To illustrate the slow pace of land claims, I was a high school student when I decided to become a barrister and solicitor, not so I could become a Bay Street lawyer, but so that I could lend my abilities to finding a resolution to the myriad of Six Nations' claims. During the many years since, I graduated from high school, university, law school and then received my call to the bar. In the interim, little, if any, progress has been seen. Moreover, I wanted to find a resolution through peaceful means before a violent confrontation erupted. I knew, as did many others, that the clock was ticking. Delay and indifference only heightened the potential for a crisis to erupt. It was always my concern that those who make peaceful solutions impossible make violent conflicts inevitable.

For a while, I was fortunate to be the right person at the right time. Working with the elected Chief General, Six Nations had the opportunity to have the claims fast-tracked through a third option. Aboriginal claims are typically pursued by either litigation or through the federal claims process. Neither provides a timely option. Rather than litigation or the land claims process, an "exploration process" would be established to examine Six Nations' 28 claims.

The benefits of the exploration process would have been numerous. Most importantly, it would avoid the costly and time-consuming litigation process and bypass the bottle-neck of the federal land claims process. Proposed areas of resolution, such as those discussed would have been two years further along towards ratification. And the difficulties that have ensued since the start of the standoff would have been avoided.

In order to resolve all 28 of the outstanding claims, a new alternative like the exploration process will be required. Court decisions alone will not determine these disputes. A recent B.C. Supreme Court decision illustrates this point precisely.

In a decision, issued Nov. 21, Mr. Justice David Vickers issued an unusual verdict. In a 473-page decision, Vickers provided a non-binding opinion and directed all parties to return to the negotiating table. The court determined that Chief Roger William and the Xeni Gwet'in people succeeded in establishing their aboriginal title to a significant portion of their traditional territory. The Xeni Gwet'in, part of the larger Tsilhqot'in people, claimed control of the Nemiah Valley.

After a 17-year legal struggle, which included a trial lasting 339 days (with legal costs estimated at $11 million to defend and a further $18 million to prosecute), no final resolution was achieved. In addition, Vickers discouraged all sides from returning to the courts for a resolution.

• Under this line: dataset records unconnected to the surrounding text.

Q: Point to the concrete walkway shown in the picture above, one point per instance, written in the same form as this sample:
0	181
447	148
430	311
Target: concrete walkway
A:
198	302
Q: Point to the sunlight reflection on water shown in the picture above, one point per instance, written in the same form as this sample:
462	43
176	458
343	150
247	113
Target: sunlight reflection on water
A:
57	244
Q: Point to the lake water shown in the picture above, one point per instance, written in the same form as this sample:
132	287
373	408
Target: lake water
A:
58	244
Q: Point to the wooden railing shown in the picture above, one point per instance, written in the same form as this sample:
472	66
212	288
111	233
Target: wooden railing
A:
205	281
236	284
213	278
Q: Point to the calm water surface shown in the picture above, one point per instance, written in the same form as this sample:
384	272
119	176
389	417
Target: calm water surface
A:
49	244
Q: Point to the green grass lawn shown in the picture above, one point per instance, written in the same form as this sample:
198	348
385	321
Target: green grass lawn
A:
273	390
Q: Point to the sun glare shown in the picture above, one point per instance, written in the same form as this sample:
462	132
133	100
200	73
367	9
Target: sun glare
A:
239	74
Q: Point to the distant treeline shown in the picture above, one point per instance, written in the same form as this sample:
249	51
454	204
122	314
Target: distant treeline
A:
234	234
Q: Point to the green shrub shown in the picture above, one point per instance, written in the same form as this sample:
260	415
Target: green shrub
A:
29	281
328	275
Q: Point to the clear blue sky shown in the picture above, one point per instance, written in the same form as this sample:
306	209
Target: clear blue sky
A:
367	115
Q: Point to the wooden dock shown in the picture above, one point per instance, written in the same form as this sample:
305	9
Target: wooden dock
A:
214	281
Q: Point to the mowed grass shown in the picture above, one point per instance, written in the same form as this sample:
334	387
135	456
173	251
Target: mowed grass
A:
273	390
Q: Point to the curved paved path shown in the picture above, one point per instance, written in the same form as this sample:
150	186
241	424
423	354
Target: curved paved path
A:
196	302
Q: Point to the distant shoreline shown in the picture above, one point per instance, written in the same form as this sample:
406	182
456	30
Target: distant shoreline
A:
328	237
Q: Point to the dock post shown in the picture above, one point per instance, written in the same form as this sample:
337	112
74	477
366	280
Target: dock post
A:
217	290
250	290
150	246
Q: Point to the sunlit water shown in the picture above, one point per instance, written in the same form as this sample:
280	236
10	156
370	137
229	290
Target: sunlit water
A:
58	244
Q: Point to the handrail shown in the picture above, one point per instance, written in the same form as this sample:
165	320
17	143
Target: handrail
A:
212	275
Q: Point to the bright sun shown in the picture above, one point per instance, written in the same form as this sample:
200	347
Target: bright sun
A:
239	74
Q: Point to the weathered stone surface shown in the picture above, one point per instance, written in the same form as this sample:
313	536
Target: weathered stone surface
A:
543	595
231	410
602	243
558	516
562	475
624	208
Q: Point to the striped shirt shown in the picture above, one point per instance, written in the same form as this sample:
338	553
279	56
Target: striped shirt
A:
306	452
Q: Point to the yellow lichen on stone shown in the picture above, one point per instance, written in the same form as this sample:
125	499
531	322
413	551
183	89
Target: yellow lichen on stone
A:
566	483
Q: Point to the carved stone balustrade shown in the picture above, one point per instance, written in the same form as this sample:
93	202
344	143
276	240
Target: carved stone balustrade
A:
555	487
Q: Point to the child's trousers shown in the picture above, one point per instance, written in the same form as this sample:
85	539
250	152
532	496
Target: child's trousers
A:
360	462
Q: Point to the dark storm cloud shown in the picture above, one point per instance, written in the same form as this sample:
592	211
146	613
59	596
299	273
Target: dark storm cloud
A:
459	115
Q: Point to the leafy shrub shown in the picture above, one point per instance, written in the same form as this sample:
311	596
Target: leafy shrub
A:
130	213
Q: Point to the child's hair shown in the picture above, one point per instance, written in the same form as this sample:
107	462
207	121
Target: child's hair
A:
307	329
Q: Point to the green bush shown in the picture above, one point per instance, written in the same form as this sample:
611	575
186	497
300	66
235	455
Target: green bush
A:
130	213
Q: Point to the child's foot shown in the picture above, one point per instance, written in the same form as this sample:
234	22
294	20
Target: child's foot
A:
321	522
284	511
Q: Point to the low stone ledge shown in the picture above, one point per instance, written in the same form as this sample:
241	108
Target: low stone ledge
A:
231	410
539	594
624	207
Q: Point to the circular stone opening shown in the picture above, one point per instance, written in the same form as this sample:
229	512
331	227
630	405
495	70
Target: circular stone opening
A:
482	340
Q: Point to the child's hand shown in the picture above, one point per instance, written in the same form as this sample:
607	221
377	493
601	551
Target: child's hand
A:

If Six Nations were to continue to pursue the claims in court, an Ontario court would likely issue a similar decision. Clearly, that route is worth neither the time nor the money, particularly if the judge throws the whole question back to the negotiators.

My support for the proposed exploration process ultimately cost me my salary from the elected council. I could not, in all good conscience, provide my unconditional support for the protest when a better alternative was available. While the loss of a paycheque was a sacrifice, it was a small personal cost. Personally, I would have rather lost my job since the only other option was sacrificing my integrity. In the interests of fairness and accuracy, I must emphasize that it was not elected Chief General who forced me to make that choice.

My advocacy at the Ontario Superior Court in Cayuga and, subsequently, at the Ontario Court of Appeal has enabled the negotiation tables to continue. Lawyers will still be required. But our advocacy skills will primarily be utilized at the negotiation tables, not necessarily in the courtrooms. Ultimately, the various parties around the negotiating table have followed the same framework as proposed by the exploration process. Unfortunately, the final price will now be at a considerably higher cost, whenever that settlement may occur.